Low-tox baby moisturisers. I use a few different ones – as a side note, I embrace minimalism but a couple were given by friends as gifts so I also use these on myself:

  1. Wotnot baby lotion – contains no sulphates, petrochemicals, parabens, caustics, glycols, artificial fragrances or preservatives.
  2. Thank-you baby lotion – contains no SLS, SLES or parabens. Contains avocado oil, rosehip oil, marshmallow & chamomile.
  3. Weleda calendula cream – even the smell makes me feel calm with light notes of lavender, but also a soft sweetness.

Talc-free mineral powder: Little Innoscents. I’ve been using this on my 5 mmonth old since the day she was born & she has never once had nappy rash.

Compostable bamboo toothbrushes. How many toothbrushes does your household throw out each year to contribute directly to landfill? You can buy these in brown paper packaging through Nourished Life.

Toothpaste: Little Innoscents Milky Whites organic toothpaste – I’ve added a photo comparing this toothpaste to a standard supermarket purchased Colgate kids toothpaste. Until recently, I had never read the ingredients of kids toothpaste – perhaps as I regarded it as an “essential” product & wasn’t aware of the alternatives.

Baby bottom cream: Bubba Organics – proudly contain no parabens, petrochemicals, sulphates (SLS), mineral oils, synthetic fragrances or colours. It does contain delicious ingredients including aloe vera juice, olive fruit oil, shea butter , goat milk, lavender & rosemary.
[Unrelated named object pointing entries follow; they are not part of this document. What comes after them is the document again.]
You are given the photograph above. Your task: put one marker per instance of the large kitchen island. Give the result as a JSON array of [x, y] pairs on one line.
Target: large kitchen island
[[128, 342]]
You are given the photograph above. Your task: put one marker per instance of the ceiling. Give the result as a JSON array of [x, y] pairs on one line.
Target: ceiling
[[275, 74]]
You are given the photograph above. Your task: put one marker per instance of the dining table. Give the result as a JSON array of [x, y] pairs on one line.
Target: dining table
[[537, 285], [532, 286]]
Compostable nappy bags: Wotnot

A few other things to note – it can be a hard balance to choose something sustainable, ethical, local, environmentally friendly & low-tox. Have a logical think before you make your purchases – for example, my baby has been given all hand me down clothes. They are not all from the most ethical producers however I feel that as they have been purchased & already worn by at least 2 children, it would be more sustainable for her to wear them than to buy something new that she will only get a few wears out of before she grows into the next size.